The Cloud Is Disrupting Hadoop
Forrester has seen unprecedented adoption of Hadoop in the last three years. We estimate that firms will spend $800 million in Hadoop software and related services in 2017. Not surprisingly, Hadoop vendors have capitalized on this — Cloudera, Hortonworks, and MapR have gone from a “Who?” to “household” brands in the same period of time.
But like any good run, times change. And the major force exerting pressure on Hadoop is the cloud. In a recent report, The Cloudy Future Of Hadoop, Mike Gualtieri and I examine the impact the cloud is having on Hadoop. Here are a few highlights:
● Firms want to use more public cloud for big data, and Hadoop seems like a natural fit. We cover the reasons in the report, but the match seems made in heaven. Until you look deeper . . .
● Hadoop wasn’t designed for the cloud, so vendors are scurrying to make it relevant. In the words of one insider, “Had we really understood cloud, we would not have designed Hadoop the way we did.” As a result, all the Hadoop vendors have strategies, and very different ones, to make Hadoop relevant in the cloud, where object stores and abstract “services” rule.
● Cloud vendors are hiding or replacing Hadoop all together. AWS Athena lets you do SQL queries against big data without worrying about server instances. It’s a trend in “serverless” offerings. Google Cloud Functions are another example. DataBricks uses Spark directly against S3. IBM’s platform uses Spark against CloverSafe. See the pattern?
As more firms get tired of Hadoop’s on-premises complexity and shift to the public cloud, they will look to shift their Hadoop stacks there. This means that the Hadoop vendors will start to see their revenue shift from on-premises to the cloud.

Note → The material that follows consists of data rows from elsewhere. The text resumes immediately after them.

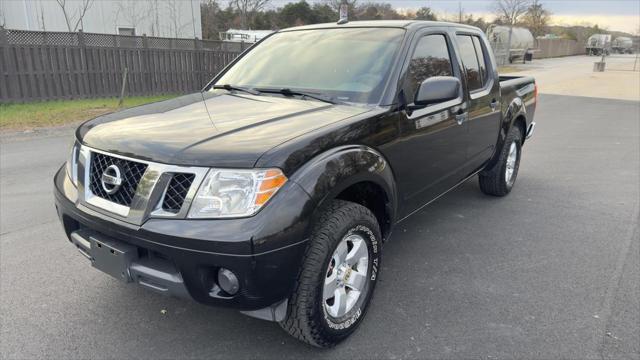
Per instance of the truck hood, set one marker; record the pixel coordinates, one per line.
(209, 129)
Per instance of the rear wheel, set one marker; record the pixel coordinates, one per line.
(500, 179)
(338, 275)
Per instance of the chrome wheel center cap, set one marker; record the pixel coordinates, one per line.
(346, 276)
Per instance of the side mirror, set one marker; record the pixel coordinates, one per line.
(437, 89)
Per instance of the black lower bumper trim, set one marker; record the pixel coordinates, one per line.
(123, 262)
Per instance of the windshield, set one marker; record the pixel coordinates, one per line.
(349, 64)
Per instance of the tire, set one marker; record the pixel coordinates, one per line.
(308, 313)
(497, 181)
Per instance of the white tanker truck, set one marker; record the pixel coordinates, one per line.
(598, 44)
(622, 45)
(522, 41)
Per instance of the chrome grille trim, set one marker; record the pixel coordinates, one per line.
(149, 195)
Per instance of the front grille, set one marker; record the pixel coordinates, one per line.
(131, 173)
(177, 192)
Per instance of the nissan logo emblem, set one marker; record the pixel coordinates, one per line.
(111, 179)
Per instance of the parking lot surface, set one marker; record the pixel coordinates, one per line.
(551, 271)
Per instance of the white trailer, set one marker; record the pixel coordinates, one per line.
(521, 44)
(598, 44)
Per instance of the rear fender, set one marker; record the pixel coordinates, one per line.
(513, 111)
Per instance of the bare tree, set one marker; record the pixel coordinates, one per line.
(537, 18)
(131, 11)
(175, 19)
(247, 9)
(2, 18)
(510, 11)
(154, 12)
(74, 16)
(41, 22)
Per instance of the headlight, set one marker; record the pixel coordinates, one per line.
(72, 163)
(235, 193)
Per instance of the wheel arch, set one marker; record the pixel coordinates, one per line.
(514, 115)
(355, 173)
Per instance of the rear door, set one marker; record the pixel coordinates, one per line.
(431, 149)
(483, 117)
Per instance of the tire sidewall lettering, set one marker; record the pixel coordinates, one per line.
(373, 245)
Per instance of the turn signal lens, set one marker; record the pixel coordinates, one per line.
(235, 193)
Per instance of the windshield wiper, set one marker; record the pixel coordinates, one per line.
(229, 87)
(289, 92)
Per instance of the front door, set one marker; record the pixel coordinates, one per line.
(484, 99)
(431, 150)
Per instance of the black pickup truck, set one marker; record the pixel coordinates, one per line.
(273, 190)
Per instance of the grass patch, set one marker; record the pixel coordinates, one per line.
(54, 113)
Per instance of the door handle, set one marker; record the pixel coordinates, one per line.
(462, 117)
(494, 104)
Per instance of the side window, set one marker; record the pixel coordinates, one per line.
(483, 63)
(430, 58)
(470, 62)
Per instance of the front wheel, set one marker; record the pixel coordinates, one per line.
(500, 179)
(338, 275)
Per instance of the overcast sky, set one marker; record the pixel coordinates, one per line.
(623, 15)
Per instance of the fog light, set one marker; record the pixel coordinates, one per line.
(228, 281)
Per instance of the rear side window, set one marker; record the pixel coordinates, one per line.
(430, 58)
(470, 62)
(483, 64)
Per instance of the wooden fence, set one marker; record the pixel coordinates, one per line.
(36, 65)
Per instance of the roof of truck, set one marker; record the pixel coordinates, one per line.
(381, 23)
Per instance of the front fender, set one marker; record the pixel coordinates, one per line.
(329, 173)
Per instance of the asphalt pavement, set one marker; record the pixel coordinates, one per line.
(551, 271)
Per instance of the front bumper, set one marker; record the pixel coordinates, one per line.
(182, 257)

But serverless and Hadoop alternatives in the public cloud will gain traction, undercutting Hadoop revenue, unless the Hadoop community can give the industry a compelling reason to keep using all of Hadoop.
In our report, we cover several reasons firms may choose to make Hadoop the centerpiece of their big data strategy. First, and most important, is Hadoop’s potential to unify security, metadata, governance, and management across big data components and Hadoop’s friends. But the kicker is that security, metadata, governance, and management are exactly where the Hadoop vendors are trying to differentiate themselves. As a result, they are unable to join forces to preserve Hadoop’s place in an increasingly cloudy future, where Amazon, Google, IBM, and others are offering alternatives. Because of this, we think that in two to three years Hadoop will be more of a brand than a coherent distribution or product. We already see Hortonworks, Cloudera, MapR, and Pivotal divorcing themselves from the Hadoop vendor label because they see this trend.
As if that weren’t disruption enough, consider the impact that deep learning and AI will have on Hadoop. Just like Hadoop wasn’t designed for the cloud, it wasn’t designed to do the matrix math that deep learning requires. And the cloud crew is busy creating specialized AI-friendly environments, which means Hadoop vendors have even more work to do to keep their software relevant. Will they make Hadoop a platform for AI? Probably not.
Do not read this wrong. We think Hadoop has a future and will have strong growth for at least two to three more years, but ultimately it will take its place alongside data warehouses and mainframes. The pace of digital change in the age of the customer is simply too fast for any one technology to keep up for long.